Witam,
Na początku pytanie: czy osoby adaptujące wam projekt wykonywały obliczenia fundamentów w oparciu o lokalne parametry gruntów???
Chciałem podzielić się z Wami - "Żurawinowcami" swoim spostrzeżeniem. Sprawa dotyczy przyjęcia parametrów geotechnicznych gruntu do obliczeń fundamentów w Żurawinie. Normą powołaną w projekcie jest PN-81/B-03020 "Posadowienie bezpośrednie budowli. Obliczenia statyczne i projektowanie". Wg powyższej do obliczeń przyjmuje się parametry geotechniczne podłoża wg jednej z trzech metod A, B lub C (pkt 3.2), w projekcie przyjęto B - czyli oznaczenie wartości parametru na podstawie zależności korelacyjnych między parametrami wg tabl 1 i 2 oraz rys. 3,4 i 5. W praktyce oznacza to że wystarczy określić rodzaj i stan gruntu w podłożu a pozostałe parametry wyznaczamy na podstawie wykresów zawartych w normie. Tak też zostało zrobione w projekcie, lecz NIEKONSEKWENTNIE!!! Dwa podtawowe parametry przyjętego gruntu (średnio spoistej gliny piaszczystej) czyli kąt tarcia wewnętrznego fi oraz spójność c wyznaczono na podstawie założonego stopnia plastyczności Il lecz DLA DWÓCH RÓŻNYCH SYMBOLI GRUNTÓW SPOISTYCH WG PKT 1.4.6. NORMY I RYS. 4 ORAZ 5.

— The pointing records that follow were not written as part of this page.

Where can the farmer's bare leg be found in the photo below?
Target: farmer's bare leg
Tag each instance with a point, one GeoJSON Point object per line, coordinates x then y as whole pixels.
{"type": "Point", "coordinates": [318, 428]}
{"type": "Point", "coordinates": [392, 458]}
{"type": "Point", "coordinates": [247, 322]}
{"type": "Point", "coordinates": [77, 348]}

Zadzwoniłem do Archonu i rozmawiałem z projektantem - Robertem Mizerą. Oświadczył w tonie bardzo pobłażliwym, że przecież i tak należy wykonać adaptację fundamentów do warunków lokalnych, więc przyjęcie parametrów gruntów nie ma żadnego znaczenia! I odesłał mnie z przysłowiowym kwitkiem!!! Chciałem tylko zaznaczyć, że dla przyjętego gruntu i przyjęciu wartości c wg symbolu gruntu jak został wyznaczony fi (czyli wg symbolu gruntu spoistego C wg pkt. 1.4.6) NIE JEST SPEŁNIONY WARUNEK I STANU GRANICZNEGO!!!!!!
Zgadzam się z projektantem w kwestii adaptacji posadowienia do warunków lokalnych, lecz dlaczego w projekcie jest BŁĄD od wyjaśnienia którego projektant po prosu umywa ręce! W projekcie wg mnie jest błąd merytoryczny a podejście Archonu SKANDALICZNE!!! Projektant podpisujacy się pod projektem bierze na siebie odpowiedzialność za zawartość! Tłumaczenie, że i tak osoba adaptująca projekt ma wykonać obliczenia nie może wg mnie być przyczyną wykonania projeku fundamentów "na kolanie". Każdy z nas kupił PROJEKT wykonany przez PROJEKTANTA Z UPRAWNIENIAMI a nie PIEKARZA!!! Poza tym czy możemy mieć w tej chwili pewność, że takch kwiatków nie ma w projekcie więcej?!
Jestem zbulwersowany postawą pracowników ARCHONU i zastanawiam się, czy tej sprawy nie zgłosić do Izby Inżynierów Budownictwa!